Growing up in Ilam, Western Iran, Mr Pouya (Jacob) Saeedian was acutely aware of the insufficient access to medical services within his Kurdish community.
“I saw firsthand people suffering because of the lack of doctors and specialists,” Mr Saeedian shared.
“When I moved to Australia as a refugee at the age of 16, I saw similar struggles within the refugee community and with other minority groups.”
“I have always wanted to become a doctor, but for a long time there was no possibility to make it a reality.”
“Part of the appeal of medicine is that it’s a lifelong commitment. I want to be challenged and continue to learn and grow in my career. The other part that appeals to me is that I hope to make a difference in the lives of those who are disadvantaged. I have been there myself, so I understand the struggles,” Mr Saeedian remarked.
Although he has faced many obstacles during his education in Australia - particularly due to his ineligibility for government funding – Mr Saeedian has through the support of various Canberra based organisations, and his own determination, continued to work towards his goal of becoming a doctor.

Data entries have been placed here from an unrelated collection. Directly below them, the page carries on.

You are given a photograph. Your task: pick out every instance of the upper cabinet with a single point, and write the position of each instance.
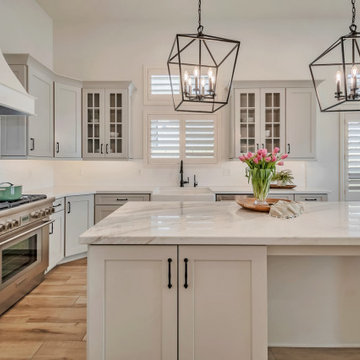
(106, 120)
(67, 95)
(281, 116)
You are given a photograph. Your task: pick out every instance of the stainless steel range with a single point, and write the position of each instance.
(24, 246)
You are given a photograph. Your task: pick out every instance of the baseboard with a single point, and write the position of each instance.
(302, 345)
(72, 258)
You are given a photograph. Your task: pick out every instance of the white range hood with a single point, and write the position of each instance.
(14, 100)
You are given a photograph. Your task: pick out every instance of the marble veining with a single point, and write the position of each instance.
(323, 223)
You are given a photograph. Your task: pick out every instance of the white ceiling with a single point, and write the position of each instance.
(106, 10)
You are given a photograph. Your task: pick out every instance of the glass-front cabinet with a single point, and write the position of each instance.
(259, 119)
(106, 123)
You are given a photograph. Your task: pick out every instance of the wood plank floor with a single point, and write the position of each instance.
(50, 323)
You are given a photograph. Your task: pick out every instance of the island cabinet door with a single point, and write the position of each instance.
(222, 303)
(132, 311)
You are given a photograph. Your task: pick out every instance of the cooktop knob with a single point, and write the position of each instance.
(34, 214)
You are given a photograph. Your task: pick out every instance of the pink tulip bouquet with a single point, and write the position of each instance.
(261, 169)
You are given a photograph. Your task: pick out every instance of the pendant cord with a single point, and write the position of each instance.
(353, 26)
(200, 27)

This year, thanks to a full scholarship from the John James Foundation*, and an international fee waiver from the Australian National University (ANU), Mr Saeedian has commenced the Doctor of Medicine and Surgery program.
“The John James Foundation enables people to achieve their dreams and the best part is that they genuinely care about the individual. They consider an individual’s circumstances and provide appropriate support to ensure they can be successful and complete their studies.” Mr Saeedian noted.
Professor Paul Smith AM, Chairman of the John James Foundation board, advised, “The Foundation’s medical scholarships provide opportunities for some of the most marginalised, talented and driven people in society.”
“Indigenous and refugee scholarship holders overcome significant hurdles in pursuing education and a vocation for helping others. We hope that our support will change their lives as they help others in life,” Professor Smith added.
Ms Deborah Eades, a first year medical student was inspired to pursue medicine after volunteering at Winnunga Nimmityjah Aboriginal Health and Community Services.
“I originally wanted to study business, but my volunteer experience has motivated me to become a doctor.”
“I witnessed different chronic health issues which plagued the Indigenous community. I want to learn more about these issues and work with a broader health community to help close the gap, especially as an Indigenous person.”
“I am incredibly thankful to the John James Foundation. The scholarship allows me to prioritise my studies so that I can eventually give back to Indigenous communities,” Ms Eades said.
Professor Russell Gruen, Dean of the ANU College of Health and Medicine affirmed, “Our 15 year strong partnership with the John James Foundation is accelerating medical education and research, and supporting us to elevate access and quality of health care for Canberra, and the nation."
*In 2023, the John James Foundation is supporting four ANU medical students from Indigenous and refugee backgrounds.